In a ceremony long overdue, deputies stood at attention for one of their own, killed in the line of duty, 97 years ago.
"Dedicated in memory of Deputy Sheriff Levi A. Bowers, Floyd County Sheriff's. November 19th 1857 to February 24th, 1916. Killed in the line of duty.
On February 24, 1916, Deputy Bowers along with Constable Walt Graham went to a local man's home to arrest him for a local doctor. Shortly after encountering, the suspect, in the home, the man shot and killed Deputy Bowers,” read a Deputy.
"For years, Levi has been forgotten. All deputies that worked for Floyd County, no one had a clue that one of our own had passed in the line of duty. 97 years ago today,” said Sheriff’s Deputy Jeff Crooks.
Among those honoring Deputy Bowers ultimate sacrifice was his great grandson.
"It not only closed the loops on some of the questions I had, about my great grandfather's past and my family's past,” said Thomas Dyer.
An opportunity to learn about his great grandfather and to honor those who followed in his footsteps.
"I think he wouldn't have drawn attention to himself, but equally so he would've wanted me to use it as an opportunity to thank the folks that are serving today their community and their country,” said Dyer.
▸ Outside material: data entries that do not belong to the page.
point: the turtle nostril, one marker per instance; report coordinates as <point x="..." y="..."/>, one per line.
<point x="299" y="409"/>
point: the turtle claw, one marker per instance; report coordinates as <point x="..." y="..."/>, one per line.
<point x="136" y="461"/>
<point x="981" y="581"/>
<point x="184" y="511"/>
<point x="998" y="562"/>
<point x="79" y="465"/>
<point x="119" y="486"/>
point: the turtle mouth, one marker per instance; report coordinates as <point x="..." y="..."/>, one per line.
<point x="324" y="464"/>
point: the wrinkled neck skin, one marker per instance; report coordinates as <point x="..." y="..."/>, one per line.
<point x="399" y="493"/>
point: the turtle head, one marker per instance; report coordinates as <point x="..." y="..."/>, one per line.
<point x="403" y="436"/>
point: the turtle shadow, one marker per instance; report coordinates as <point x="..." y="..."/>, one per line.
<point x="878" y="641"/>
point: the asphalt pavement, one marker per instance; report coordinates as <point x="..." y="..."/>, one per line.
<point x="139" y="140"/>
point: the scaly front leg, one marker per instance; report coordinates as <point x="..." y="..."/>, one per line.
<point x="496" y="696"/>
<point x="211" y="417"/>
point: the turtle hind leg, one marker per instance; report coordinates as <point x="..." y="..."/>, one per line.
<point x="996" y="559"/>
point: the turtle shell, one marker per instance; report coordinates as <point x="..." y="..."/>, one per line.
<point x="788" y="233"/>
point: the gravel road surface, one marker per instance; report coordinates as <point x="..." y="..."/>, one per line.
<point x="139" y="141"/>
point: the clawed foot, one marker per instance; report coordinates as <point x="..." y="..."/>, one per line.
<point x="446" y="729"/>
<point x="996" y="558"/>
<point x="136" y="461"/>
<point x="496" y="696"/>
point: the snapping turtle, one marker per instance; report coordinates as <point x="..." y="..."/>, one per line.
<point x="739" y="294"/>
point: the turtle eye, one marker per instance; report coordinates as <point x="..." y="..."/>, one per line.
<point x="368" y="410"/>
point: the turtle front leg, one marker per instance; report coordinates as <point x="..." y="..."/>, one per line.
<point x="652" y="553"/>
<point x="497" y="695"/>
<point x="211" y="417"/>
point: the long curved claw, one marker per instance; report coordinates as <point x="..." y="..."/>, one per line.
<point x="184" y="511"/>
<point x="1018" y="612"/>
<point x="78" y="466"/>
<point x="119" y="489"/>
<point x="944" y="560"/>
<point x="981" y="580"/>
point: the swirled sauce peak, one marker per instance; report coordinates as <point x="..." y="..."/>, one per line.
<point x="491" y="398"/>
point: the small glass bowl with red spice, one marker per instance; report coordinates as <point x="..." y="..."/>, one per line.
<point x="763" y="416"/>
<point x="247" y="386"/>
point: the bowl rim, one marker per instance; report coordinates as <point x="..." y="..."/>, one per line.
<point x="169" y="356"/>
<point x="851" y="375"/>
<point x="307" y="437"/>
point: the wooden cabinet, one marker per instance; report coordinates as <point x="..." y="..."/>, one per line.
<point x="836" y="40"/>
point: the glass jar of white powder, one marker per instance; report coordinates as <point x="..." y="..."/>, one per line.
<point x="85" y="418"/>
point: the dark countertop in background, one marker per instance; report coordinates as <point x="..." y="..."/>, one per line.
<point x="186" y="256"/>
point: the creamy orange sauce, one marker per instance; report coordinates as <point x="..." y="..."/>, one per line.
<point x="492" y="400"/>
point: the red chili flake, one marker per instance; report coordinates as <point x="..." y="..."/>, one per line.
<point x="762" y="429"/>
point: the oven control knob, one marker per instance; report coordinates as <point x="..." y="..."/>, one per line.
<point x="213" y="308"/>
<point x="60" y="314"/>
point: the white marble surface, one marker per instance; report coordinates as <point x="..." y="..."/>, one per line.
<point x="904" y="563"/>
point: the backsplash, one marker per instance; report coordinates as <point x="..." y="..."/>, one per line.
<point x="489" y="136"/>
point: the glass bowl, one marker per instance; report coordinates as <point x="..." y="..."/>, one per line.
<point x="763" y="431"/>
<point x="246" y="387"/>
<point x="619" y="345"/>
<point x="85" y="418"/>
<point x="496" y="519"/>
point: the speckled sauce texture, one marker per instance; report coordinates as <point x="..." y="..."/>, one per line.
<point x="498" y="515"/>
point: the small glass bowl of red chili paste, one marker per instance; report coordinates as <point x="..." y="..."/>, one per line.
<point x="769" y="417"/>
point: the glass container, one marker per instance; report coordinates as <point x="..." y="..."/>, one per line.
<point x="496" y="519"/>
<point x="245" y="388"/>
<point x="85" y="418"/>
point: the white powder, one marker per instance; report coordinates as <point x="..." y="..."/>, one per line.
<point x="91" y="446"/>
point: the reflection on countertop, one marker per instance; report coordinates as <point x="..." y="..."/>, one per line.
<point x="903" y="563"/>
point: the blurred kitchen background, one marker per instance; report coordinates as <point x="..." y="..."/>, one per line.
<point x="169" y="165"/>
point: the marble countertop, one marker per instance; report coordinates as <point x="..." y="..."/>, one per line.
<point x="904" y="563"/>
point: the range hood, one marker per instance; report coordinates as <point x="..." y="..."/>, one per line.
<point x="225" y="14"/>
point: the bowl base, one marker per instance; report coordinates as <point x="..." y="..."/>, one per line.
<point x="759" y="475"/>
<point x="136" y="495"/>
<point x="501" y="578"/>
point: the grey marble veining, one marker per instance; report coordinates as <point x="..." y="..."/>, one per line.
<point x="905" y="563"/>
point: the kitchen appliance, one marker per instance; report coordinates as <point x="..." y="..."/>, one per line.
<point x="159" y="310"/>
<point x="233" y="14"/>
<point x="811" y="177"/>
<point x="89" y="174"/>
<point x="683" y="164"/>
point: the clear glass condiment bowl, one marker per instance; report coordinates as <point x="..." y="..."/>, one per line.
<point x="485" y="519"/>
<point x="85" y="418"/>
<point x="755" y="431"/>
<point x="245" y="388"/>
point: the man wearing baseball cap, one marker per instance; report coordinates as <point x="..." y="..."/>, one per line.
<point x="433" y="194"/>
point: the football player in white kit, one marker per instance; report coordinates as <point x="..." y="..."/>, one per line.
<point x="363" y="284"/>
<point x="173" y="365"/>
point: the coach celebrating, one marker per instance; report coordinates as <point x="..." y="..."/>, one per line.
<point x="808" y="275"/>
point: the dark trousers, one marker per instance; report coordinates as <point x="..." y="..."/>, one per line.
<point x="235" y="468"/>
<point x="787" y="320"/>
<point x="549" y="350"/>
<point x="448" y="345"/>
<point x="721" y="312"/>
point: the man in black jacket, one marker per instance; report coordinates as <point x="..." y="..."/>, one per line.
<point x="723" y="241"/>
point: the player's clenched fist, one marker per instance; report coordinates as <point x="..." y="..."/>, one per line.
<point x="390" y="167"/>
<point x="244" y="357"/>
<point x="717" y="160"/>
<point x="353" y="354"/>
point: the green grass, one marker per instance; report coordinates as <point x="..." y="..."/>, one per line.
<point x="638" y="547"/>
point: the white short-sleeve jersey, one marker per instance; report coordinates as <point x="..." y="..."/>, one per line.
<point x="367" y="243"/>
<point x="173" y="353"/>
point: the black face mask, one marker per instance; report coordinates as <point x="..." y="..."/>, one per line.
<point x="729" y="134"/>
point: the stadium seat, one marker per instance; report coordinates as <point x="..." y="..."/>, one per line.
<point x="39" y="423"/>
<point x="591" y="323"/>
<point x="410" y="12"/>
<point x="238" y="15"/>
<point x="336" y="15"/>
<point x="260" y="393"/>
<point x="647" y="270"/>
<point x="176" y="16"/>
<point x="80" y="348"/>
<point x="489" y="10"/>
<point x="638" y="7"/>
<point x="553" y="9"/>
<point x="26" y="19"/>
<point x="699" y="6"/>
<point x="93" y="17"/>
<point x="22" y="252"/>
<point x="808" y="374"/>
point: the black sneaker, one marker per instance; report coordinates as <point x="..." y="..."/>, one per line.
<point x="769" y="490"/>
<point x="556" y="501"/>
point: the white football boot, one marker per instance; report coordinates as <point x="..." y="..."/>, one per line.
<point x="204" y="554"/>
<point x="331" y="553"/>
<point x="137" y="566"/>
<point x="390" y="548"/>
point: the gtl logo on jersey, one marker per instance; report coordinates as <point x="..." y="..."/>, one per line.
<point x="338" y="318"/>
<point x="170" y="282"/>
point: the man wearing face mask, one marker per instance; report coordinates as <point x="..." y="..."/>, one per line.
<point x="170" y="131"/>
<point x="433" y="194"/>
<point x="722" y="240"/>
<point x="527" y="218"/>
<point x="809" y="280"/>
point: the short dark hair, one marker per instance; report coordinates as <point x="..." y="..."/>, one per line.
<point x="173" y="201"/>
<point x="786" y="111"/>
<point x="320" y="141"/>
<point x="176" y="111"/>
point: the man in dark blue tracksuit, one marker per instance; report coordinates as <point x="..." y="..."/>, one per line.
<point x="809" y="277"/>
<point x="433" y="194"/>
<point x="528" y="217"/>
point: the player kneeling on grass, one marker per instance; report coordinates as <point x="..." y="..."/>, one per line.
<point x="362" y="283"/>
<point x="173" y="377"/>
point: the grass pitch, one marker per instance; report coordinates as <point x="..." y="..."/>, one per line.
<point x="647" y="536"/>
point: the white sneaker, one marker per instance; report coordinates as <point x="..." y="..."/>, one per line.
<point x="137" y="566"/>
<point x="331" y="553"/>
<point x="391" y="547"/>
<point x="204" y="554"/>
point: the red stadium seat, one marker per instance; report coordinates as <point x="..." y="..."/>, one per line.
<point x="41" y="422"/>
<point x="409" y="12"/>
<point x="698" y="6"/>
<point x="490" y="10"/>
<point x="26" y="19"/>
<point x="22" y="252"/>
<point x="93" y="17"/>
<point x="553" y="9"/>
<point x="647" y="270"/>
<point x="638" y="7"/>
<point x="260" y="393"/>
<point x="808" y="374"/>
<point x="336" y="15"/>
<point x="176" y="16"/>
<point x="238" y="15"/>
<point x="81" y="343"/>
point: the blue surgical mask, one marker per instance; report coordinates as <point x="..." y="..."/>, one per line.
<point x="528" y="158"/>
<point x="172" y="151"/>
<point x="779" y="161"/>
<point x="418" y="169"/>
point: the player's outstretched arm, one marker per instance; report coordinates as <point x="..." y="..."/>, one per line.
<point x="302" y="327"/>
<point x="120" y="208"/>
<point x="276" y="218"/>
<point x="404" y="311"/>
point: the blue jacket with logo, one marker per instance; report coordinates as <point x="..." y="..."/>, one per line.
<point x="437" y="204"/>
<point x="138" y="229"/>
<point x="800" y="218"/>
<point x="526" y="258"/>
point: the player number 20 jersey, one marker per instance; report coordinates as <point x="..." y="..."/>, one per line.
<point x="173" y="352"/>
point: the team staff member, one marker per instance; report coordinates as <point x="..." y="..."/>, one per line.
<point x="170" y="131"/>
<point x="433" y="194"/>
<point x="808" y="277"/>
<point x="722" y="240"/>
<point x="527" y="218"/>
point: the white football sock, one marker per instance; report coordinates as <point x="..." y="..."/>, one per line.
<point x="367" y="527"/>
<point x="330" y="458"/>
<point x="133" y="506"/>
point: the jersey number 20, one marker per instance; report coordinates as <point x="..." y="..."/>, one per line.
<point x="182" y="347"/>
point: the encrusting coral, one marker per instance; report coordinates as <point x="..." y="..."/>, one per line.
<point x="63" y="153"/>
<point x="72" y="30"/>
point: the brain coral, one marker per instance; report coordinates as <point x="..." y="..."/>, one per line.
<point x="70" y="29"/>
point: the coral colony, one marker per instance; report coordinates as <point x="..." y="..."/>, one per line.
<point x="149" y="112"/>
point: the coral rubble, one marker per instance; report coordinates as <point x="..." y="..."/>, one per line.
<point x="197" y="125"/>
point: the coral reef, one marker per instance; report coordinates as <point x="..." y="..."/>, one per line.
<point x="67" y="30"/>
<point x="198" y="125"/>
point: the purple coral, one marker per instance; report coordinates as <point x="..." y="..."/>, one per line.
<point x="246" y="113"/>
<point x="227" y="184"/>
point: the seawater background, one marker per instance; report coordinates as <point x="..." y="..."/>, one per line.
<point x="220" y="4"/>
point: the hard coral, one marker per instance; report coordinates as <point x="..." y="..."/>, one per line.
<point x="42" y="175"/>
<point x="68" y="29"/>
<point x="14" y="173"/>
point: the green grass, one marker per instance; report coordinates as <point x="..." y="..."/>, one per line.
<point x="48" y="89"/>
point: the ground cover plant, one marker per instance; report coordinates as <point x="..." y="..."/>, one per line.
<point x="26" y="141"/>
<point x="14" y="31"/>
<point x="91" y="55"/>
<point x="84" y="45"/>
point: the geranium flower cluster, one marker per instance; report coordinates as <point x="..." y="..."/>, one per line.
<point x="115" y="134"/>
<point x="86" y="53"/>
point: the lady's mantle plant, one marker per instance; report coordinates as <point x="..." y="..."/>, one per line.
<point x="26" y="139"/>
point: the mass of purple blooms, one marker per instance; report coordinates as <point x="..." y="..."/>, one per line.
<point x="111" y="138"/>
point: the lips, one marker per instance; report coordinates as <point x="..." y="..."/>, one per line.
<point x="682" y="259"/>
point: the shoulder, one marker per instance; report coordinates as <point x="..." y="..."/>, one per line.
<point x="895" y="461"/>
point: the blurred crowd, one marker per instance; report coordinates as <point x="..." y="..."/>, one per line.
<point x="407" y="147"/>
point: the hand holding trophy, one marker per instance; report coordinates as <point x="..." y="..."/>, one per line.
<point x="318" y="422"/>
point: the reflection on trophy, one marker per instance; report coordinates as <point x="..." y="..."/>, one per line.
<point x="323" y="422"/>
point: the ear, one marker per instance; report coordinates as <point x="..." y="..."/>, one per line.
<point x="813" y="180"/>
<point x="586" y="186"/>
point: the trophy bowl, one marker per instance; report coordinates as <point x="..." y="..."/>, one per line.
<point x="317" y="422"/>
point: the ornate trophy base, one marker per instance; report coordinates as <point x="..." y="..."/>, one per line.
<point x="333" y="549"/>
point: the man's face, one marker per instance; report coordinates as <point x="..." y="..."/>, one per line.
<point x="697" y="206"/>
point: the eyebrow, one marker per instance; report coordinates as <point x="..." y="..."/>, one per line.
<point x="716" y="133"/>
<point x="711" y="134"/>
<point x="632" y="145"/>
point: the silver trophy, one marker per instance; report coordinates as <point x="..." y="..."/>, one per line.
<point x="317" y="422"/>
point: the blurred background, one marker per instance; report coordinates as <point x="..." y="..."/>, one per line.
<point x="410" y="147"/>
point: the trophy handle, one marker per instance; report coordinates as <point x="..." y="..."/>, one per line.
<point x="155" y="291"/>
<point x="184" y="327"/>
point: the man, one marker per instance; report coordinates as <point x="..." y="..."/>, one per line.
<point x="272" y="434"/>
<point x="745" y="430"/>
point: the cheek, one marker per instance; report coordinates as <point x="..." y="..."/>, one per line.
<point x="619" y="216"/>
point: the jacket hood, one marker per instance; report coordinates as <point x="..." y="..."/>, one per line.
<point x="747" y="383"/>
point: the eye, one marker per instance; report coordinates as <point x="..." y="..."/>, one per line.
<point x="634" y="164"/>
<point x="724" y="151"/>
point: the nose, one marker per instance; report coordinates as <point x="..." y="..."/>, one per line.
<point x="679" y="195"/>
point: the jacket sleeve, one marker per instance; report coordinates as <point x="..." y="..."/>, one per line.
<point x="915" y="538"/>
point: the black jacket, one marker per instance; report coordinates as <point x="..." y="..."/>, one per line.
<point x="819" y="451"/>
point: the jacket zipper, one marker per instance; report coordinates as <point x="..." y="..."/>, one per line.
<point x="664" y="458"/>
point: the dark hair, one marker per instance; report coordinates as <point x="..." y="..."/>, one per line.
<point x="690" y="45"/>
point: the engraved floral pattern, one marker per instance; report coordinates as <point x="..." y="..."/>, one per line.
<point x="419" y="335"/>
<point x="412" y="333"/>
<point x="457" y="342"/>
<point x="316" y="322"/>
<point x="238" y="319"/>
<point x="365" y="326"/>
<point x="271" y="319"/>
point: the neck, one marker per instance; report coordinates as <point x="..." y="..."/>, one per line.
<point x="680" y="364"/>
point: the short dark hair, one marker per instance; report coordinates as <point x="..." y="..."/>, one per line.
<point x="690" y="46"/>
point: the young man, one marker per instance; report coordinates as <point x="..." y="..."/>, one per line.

"People do see the job as important, that there's a reason that we do this job and people sometimes, we deal with they're not the friendliest people, but there are people that know this job is important, public safety is important,” said Crooks.
Important enough to hold a ceremony for an officer, 97 years later.
The deputies at the ceremony wore a black band over their badge, which are often worn when mourning the death of an officer.